Таким одиноким и сгорбленным вороном разглядела фигуру его Катерина,
как не уняв защемившей ее под грудями тоски, побежала она вслед ушедшим на
станцию детям. Она постояла с минуту, поглядела с пригорка на мужа, как он
сидит там один. Свежий, чуть резковатый ветер на высоте, сразу ее
охвативший, сильно рванул и затрепал черный платок па голове, синяя старая
юбка, еще от девических лет, в заплатах и дырах, прилипла к ногам и зашумела
сзади, как парус. Худые колени и угловатые, досель почти детские плечи,
узкая грудь, и самый ее, заостренный тоскою, взгляд между сдвинутых век --
все говорило об устремлении, и была Катерина похожа на вершине пригорка на
худощавую птицу, лишь на минуту коснувшуюся каменистой земли и готовую к
новому взлету.
Внизу пролегала дорога, никого на ней не было.
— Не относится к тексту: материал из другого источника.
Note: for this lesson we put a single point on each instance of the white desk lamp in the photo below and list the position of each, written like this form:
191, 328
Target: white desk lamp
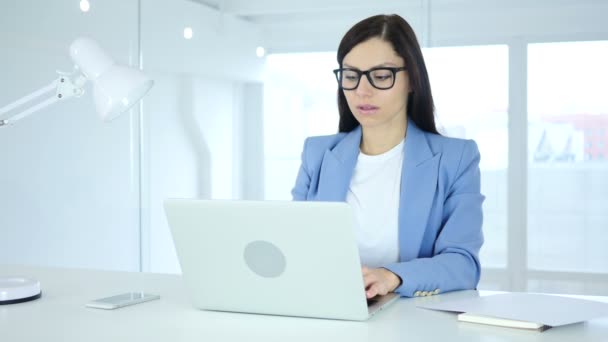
116, 89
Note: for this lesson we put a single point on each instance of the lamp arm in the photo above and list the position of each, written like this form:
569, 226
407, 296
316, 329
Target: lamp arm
64, 88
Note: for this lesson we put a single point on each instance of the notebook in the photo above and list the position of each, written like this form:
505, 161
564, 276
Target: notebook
522, 310
503, 322
271, 257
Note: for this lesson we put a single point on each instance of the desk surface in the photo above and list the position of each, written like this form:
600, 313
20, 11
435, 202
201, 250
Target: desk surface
60, 315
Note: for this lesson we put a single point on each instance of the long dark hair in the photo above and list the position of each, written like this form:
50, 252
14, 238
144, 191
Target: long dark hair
396, 31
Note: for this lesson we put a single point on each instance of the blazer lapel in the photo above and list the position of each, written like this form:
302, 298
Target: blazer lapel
337, 168
418, 189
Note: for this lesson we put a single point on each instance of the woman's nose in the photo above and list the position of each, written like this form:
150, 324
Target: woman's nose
364, 88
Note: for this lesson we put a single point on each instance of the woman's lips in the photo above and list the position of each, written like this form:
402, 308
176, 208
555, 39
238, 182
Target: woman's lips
367, 109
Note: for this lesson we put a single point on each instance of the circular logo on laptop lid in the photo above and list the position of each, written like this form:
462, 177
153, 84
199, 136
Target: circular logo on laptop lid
264, 259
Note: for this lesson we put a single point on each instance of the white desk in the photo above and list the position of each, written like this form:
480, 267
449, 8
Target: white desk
60, 315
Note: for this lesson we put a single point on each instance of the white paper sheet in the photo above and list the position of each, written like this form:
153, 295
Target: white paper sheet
545, 309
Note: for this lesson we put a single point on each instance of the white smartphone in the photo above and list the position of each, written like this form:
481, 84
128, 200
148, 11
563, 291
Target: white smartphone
121, 300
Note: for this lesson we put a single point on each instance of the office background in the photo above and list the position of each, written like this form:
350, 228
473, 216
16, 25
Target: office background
526, 80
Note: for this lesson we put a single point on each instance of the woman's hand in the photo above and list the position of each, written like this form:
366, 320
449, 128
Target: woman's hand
379, 281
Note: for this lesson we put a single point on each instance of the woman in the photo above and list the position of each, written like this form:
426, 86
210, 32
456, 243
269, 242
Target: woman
416, 194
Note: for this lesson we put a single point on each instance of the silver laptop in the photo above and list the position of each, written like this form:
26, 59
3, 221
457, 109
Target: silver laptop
271, 257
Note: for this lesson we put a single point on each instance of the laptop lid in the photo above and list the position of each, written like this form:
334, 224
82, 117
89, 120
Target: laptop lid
271, 257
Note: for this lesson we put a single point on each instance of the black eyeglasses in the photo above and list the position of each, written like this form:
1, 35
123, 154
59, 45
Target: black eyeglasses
380, 78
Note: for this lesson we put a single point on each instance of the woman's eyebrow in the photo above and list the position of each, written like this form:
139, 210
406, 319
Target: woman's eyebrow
375, 66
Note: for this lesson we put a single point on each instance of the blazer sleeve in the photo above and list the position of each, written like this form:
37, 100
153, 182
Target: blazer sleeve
455, 261
300, 190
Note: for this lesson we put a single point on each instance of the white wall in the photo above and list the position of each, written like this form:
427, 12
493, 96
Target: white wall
77, 192
194, 133
68, 182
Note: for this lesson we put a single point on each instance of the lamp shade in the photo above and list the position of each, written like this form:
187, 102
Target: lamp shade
116, 88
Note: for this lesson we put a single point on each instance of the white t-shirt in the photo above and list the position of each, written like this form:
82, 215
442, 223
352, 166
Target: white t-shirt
374, 194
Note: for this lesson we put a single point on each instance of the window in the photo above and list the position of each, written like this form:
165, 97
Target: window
567, 197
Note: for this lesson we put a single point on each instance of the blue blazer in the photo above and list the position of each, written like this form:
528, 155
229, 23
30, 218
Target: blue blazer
440, 213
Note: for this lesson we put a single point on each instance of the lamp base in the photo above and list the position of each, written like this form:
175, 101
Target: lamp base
15, 290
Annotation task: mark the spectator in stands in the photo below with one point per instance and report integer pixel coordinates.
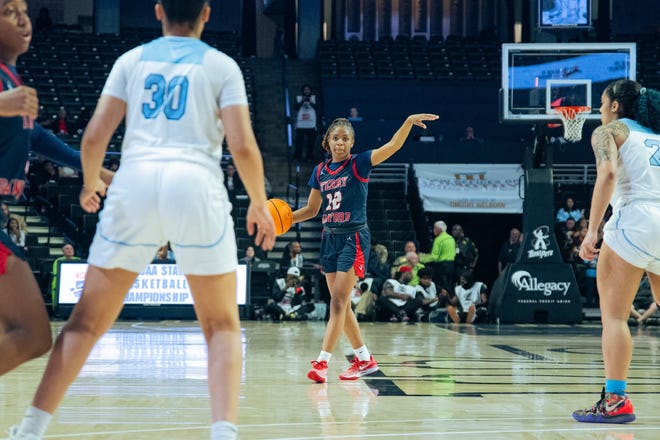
(59, 125)
(249, 258)
(441, 258)
(354, 115)
(4, 215)
(68, 254)
(46, 173)
(469, 297)
(509, 250)
(289, 299)
(83, 120)
(469, 137)
(15, 232)
(401, 260)
(306, 125)
(412, 258)
(164, 255)
(569, 210)
(564, 233)
(576, 241)
(113, 164)
(398, 301)
(378, 268)
(43, 23)
(467, 253)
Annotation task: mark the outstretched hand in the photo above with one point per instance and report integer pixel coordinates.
(21, 101)
(419, 119)
(90, 198)
(260, 218)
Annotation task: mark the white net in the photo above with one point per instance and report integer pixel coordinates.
(573, 119)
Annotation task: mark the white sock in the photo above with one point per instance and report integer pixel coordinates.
(223, 430)
(362, 353)
(35, 422)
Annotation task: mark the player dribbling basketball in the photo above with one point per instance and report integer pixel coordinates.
(339, 187)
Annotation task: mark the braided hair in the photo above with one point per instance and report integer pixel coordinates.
(636, 102)
(339, 122)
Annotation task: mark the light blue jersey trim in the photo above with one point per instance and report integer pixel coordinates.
(174, 50)
(203, 246)
(623, 231)
(124, 243)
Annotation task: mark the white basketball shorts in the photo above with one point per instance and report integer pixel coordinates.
(151, 203)
(634, 234)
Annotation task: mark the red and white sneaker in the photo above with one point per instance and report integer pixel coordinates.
(319, 371)
(611, 408)
(360, 368)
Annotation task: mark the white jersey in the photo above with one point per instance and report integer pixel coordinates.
(638, 169)
(173, 88)
(469, 296)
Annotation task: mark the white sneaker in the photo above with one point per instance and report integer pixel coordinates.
(15, 435)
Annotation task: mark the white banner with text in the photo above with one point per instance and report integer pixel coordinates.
(159, 284)
(480, 188)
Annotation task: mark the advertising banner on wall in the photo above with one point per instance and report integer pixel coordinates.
(536, 293)
(158, 285)
(480, 188)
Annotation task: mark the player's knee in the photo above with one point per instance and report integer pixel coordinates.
(338, 304)
(211, 326)
(38, 340)
(84, 327)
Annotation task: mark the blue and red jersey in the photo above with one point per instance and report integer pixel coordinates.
(343, 187)
(19, 135)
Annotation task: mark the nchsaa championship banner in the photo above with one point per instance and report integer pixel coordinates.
(482, 188)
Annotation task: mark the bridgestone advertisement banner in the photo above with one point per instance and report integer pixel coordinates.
(481, 188)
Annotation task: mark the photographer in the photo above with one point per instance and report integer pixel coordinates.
(306, 125)
(289, 300)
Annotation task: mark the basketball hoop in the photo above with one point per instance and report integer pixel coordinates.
(573, 117)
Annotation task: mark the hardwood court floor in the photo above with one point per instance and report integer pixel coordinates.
(146, 380)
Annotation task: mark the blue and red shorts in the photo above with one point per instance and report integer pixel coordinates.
(342, 250)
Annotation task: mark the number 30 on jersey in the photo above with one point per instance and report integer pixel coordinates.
(170, 97)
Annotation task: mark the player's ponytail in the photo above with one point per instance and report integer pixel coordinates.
(648, 109)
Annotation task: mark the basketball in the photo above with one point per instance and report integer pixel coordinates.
(282, 215)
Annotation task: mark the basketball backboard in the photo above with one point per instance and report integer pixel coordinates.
(539, 77)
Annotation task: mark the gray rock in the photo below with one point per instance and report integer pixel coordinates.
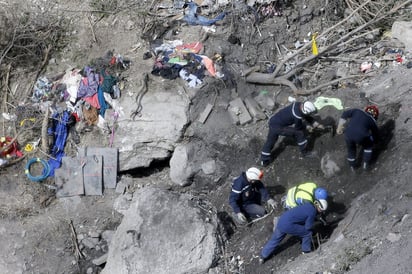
(163, 233)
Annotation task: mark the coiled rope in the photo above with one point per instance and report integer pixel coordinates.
(45, 173)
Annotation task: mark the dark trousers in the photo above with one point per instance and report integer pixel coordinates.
(280, 233)
(273, 136)
(351, 145)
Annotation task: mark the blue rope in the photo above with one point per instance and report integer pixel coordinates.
(45, 173)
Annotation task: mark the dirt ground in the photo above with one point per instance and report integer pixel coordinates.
(35, 230)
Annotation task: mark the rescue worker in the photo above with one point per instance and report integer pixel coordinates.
(247, 195)
(297, 114)
(303, 193)
(297, 221)
(307, 192)
(361, 130)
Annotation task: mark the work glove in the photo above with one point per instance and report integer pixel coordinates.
(272, 203)
(241, 218)
(309, 128)
(323, 221)
(341, 125)
(318, 125)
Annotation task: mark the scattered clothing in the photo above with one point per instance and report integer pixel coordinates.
(322, 102)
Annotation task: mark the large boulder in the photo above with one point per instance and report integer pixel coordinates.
(163, 232)
(154, 134)
(402, 30)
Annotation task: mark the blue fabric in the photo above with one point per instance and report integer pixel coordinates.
(281, 124)
(192, 18)
(244, 194)
(361, 130)
(60, 136)
(298, 222)
(88, 88)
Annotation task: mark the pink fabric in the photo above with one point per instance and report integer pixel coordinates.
(93, 101)
(209, 65)
(194, 47)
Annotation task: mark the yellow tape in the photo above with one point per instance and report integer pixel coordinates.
(28, 147)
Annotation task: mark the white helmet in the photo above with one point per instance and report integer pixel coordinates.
(308, 108)
(254, 174)
(321, 204)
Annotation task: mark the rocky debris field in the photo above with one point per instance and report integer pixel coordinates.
(177, 157)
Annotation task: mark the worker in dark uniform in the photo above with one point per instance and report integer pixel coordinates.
(361, 130)
(247, 195)
(281, 123)
(297, 221)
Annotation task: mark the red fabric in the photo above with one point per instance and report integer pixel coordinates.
(93, 101)
(194, 47)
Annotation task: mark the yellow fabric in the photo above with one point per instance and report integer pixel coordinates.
(321, 102)
(314, 46)
(302, 192)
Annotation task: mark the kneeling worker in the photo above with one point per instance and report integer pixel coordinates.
(247, 195)
(297, 221)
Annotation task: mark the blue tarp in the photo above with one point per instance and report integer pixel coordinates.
(192, 18)
(60, 136)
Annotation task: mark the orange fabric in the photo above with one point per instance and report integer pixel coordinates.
(209, 65)
(93, 101)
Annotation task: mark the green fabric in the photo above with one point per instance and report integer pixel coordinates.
(178, 61)
(321, 102)
(302, 191)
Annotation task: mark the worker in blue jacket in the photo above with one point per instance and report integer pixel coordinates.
(247, 195)
(361, 130)
(290, 121)
(297, 221)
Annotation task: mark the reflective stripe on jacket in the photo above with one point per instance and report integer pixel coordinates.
(300, 194)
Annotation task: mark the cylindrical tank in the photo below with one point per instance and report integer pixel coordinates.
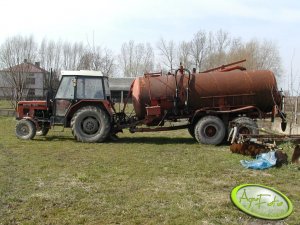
(214, 90)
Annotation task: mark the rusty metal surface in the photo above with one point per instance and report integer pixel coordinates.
(212, 90)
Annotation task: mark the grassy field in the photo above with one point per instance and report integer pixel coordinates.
(158, 178)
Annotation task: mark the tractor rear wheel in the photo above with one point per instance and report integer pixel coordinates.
(210, 130)
(90, 124)
(25, 129)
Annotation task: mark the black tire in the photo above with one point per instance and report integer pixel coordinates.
(42, 132)
(90, 124)
(246, 125)
(210, 130)
(25, 129)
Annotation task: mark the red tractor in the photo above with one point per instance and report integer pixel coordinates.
(82, 102)
(203, 103)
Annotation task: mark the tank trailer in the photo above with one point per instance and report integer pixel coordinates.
(205, 103)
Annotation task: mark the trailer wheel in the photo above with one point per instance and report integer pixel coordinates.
(210, 130)
(42, 132)
(25, 129)
(246, 125)
(90, 124)
(191, 130)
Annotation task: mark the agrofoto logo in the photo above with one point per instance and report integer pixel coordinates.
(261, 201)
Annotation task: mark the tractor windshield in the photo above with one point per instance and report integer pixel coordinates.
(89, 88)
(66, 88)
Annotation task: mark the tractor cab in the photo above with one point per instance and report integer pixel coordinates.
(78, 86)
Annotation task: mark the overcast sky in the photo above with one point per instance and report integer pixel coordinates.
(113, 22)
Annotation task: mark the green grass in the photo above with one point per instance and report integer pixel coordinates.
(145, 178)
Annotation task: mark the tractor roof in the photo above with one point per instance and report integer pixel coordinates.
(82, 73)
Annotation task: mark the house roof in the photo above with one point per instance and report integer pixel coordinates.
(26, 67)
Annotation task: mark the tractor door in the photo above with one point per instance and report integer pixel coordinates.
(64, 98)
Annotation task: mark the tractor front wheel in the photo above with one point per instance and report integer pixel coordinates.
(43, 131)
(90, 124)
(25, 129)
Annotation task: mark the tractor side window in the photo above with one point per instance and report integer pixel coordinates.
(89, 88)
(106, 86)
(66, 88)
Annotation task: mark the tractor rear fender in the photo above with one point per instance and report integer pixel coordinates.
(103, 104)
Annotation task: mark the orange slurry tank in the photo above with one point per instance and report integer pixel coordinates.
(218, 91)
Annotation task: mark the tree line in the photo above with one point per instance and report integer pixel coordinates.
(205, 50)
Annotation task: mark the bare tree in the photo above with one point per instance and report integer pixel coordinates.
(199, 49)
(136, 59)
(98, 59)
(167, 51)
(259, 55)
(184, 54)
(15, 73)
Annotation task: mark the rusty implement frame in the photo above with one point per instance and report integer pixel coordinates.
(269, 137)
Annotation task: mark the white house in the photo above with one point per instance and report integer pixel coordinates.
(27, 76)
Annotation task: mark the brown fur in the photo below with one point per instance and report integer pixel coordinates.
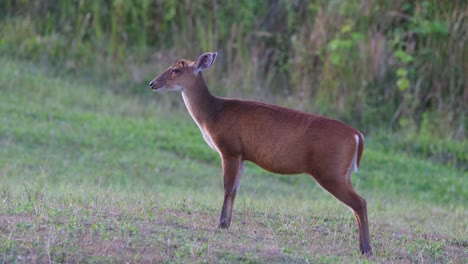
(277, 139)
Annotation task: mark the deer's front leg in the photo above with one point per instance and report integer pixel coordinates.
(233, 168)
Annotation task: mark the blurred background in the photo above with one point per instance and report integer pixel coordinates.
(394, 69)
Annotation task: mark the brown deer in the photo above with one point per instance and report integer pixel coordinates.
(278, 139)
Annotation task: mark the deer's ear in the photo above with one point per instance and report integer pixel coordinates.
(204, 61)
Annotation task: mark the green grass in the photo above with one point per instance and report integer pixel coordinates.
(88, 175)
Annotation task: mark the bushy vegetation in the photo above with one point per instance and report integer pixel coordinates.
(374, 63)
(92, 175)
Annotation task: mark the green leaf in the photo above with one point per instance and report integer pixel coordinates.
(403, 84)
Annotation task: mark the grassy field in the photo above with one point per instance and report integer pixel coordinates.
(87, 175)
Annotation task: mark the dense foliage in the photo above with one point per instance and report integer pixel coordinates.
(397, 64)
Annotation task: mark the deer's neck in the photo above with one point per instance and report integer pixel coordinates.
(200, 103)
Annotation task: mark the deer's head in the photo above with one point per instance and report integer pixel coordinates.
(181, 74)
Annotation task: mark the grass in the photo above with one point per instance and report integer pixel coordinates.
(87, 175)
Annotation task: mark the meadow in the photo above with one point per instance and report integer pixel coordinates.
(93, 174)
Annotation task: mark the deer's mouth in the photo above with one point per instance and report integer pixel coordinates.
(153, 85)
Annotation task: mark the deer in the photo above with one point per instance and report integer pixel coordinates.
(277, 139)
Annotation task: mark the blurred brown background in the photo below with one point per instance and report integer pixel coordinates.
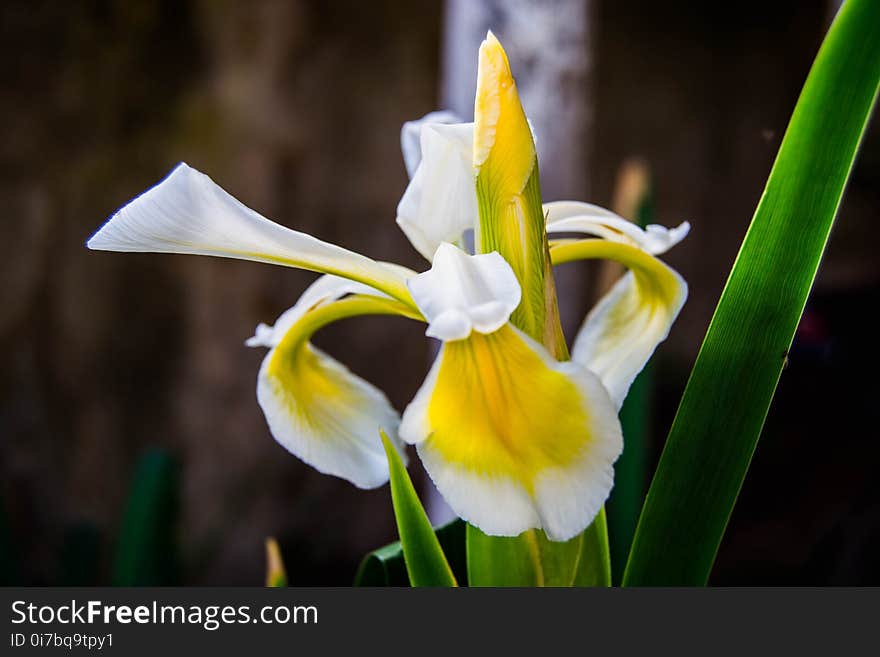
(295, 108)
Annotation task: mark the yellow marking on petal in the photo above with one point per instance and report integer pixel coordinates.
(622, 331)
(658, 280)
(498, 411)
(309, 381)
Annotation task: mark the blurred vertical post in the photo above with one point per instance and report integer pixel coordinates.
(549, 45)
(634, 200)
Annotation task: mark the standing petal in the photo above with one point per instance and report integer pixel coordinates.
(462, 293)
(411, 137)
(189, 213)
(440, 202)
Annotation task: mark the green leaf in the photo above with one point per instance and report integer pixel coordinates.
(385, 566)
(145, 553)
(530, 559)
(727, 397)
(425, 562)
(594, 563)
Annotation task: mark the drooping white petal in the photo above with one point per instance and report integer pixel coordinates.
(577, 217)
(325, 415)
(315, 407)
(463, 293)
(324, 289)
(513, 439)
(440, 202)
(622, 331)
(411, 137)
(188, 213)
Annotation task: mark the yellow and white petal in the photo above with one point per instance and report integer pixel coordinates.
(577, 217)
(187, 212)
(514, 439)
(463, 293)
(325, 289)
(440, 202)
(318, 409)
(622, 331)
(411, 137)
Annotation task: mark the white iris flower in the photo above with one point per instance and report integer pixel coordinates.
(513, 438)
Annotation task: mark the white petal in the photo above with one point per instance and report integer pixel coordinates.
(513, 439)
(188, 213)
(325, 415)
(324, 289)
(440, 202)
(623, 330)
(411, 137)
(577, 217)
(462, 292)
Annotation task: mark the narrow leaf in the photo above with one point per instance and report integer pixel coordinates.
(424, 558)
(529, 559)
(386, 567)
(715, 431)
(145, 553)
(594, 563)
(633, 198)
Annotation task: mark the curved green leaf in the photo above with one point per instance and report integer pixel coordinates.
(727, 397)
(424, 558)
(531, 559)
(385, 566)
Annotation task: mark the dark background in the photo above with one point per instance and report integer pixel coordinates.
(295, 108)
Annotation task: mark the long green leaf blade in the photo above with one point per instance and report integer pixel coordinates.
(424, 558)
(145, 553)
(715, 431)
(386, 567)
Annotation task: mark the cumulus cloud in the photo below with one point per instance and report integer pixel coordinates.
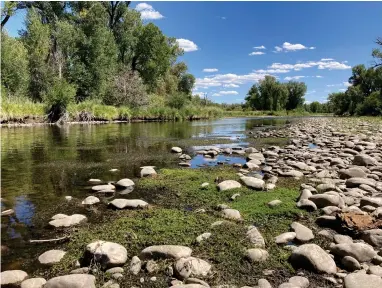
(148, 12)
(229, 79)
(256, 53)
(187, 45)
(293, 78)
(288, 47)
(225, 93)
(330, 65)
(210, 70)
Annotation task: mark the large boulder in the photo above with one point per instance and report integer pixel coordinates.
(125, 183)
(362, 280)
(108, 254)
(303, 234)
(313, 257)
(51, 257)
(356, 181)
(33, 283)
(257, 255)
(364, 160)
(72, 281)
(68, 221)
(228, 184)
(128, 203)
(255, 237)
(373, 237)
(351, 173)
(191, 266)
(360, 251)
(253, 182)
(166, 252)
(148, 171)
(12, 277)
(323, 200)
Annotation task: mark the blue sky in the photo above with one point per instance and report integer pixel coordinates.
(314, 42)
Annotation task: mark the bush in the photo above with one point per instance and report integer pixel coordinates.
(177, 100)
(58, 97)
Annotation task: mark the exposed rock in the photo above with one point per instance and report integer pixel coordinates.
(191, 266)
(255, 237)
(228, 184)
(350, 263)
(231, 214)
(313, 257)
(373, 237)
(166, 252)
(12, 277)
(274, 203)
(103, 187)
(125, 183)
(303, 234)
(360, 251)
(176, 150)
(33, 283)
(361, 280)
(203, 236)
(299, 281)
(68, 221)
(128, 203)
(364, 160)
(257, 254)
(108, 254)
(253, 182)
(51, 257)
(148, 171)
(90, 200)
(72, 281)
(286, 237)
(135, 265)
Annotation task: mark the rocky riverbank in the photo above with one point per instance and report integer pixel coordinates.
(307, 214)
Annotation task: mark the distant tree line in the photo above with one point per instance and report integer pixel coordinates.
(270, 94)
(70, 52)
(364, 95)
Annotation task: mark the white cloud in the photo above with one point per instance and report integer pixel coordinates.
(229, 92)
(287, 47)
(210, 70)
(147, 12)
(331, 65)
(293, 78)
(256, 53)
(187, 45)
(230, 78)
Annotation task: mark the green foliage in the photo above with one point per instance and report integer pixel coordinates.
(177, 100)
(14, 66)
(61, 94)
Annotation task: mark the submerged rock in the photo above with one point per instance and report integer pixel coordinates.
(108, 254)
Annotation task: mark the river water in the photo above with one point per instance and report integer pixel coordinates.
(42, 164)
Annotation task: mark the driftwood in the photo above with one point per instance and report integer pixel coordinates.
(64, 238)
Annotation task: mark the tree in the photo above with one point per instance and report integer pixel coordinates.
(296, 92)
(14, 66)
(153, 54)
(186, 84)
(127, 89)
(38, 43)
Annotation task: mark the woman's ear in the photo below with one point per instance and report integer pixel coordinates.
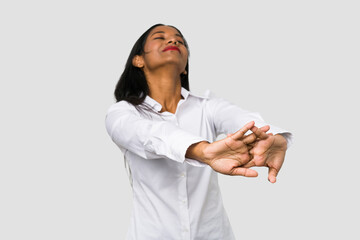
(138, 61)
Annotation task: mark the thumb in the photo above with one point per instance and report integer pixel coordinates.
(272, 175)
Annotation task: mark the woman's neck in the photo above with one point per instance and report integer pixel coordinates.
(165, 89)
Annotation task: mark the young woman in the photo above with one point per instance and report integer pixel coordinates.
(167, 135)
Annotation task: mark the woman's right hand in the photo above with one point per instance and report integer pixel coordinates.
(226, 156)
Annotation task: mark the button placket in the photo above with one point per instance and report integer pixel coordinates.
(183, 204)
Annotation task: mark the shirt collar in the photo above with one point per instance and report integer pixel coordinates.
(157, 106)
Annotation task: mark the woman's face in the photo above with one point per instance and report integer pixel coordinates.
(164, 46)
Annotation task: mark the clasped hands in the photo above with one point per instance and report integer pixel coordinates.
(237, 153)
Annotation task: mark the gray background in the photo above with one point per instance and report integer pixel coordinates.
(295, 62)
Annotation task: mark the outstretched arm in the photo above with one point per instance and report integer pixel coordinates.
(227, 156)
(269, 151)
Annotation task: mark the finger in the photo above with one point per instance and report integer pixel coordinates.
(246, 172)
(260, 132)
(251, 138)
(272, 175)
(249, 164)
(240, 133)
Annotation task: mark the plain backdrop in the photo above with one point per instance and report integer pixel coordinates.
(295, 62)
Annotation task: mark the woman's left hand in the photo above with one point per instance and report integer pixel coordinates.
(269, 152)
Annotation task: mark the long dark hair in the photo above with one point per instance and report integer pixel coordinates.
(132, 86)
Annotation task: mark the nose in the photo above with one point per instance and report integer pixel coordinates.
(173, 41)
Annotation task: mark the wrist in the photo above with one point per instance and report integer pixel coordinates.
(197, 151)
(280, 141)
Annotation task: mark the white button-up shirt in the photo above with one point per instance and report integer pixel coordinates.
(175, 197)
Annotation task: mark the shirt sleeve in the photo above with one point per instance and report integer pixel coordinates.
(229, 118)
(150, 139)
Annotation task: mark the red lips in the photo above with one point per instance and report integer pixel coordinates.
(171, 48)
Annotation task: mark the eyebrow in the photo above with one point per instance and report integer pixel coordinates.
(164, 32)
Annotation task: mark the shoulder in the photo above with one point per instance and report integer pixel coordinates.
(121, 106)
Дальше темнел недвижимый
лес, и легко продвигались над ним облака, было просторно, пустынно, человек
точно был гостем в этих краях. "Зачем я его отпустила? Зачем отпустила?" -
подумала мать и двинулась дальше. Беспокойство, тревога не покидали ее, она
ускорила шаг и почти побежала.
Но только достигнув опушки, она поняла, что ей не догнать уже
мальчиков, сразу это ее обессилило, но не могла еще остановиться и пошла уже
тише, без цели, по лесной, косо пересекавшей опушку дороге.
IV
Ленька от брата не отставал. Ему было весело и беззаботно; нечаянность
путешествия, дальнего и необыкновенного, гордость, что он идет с братом,
совсем как большой, за хлебом для матери, ожидание города, железной дороги,
которых он никогда не видал — асе это легко несло его вдаль, как пушинку,
гонимую ветром, между тем как Никандр шел не спеша, о чем-то упорно
раздумывал.
В лесу была тропка, тут путь шел короче, правда, через овраги, глухие
места; Никандр хорошо его знал, но предпочел почему-то идти по проезжей.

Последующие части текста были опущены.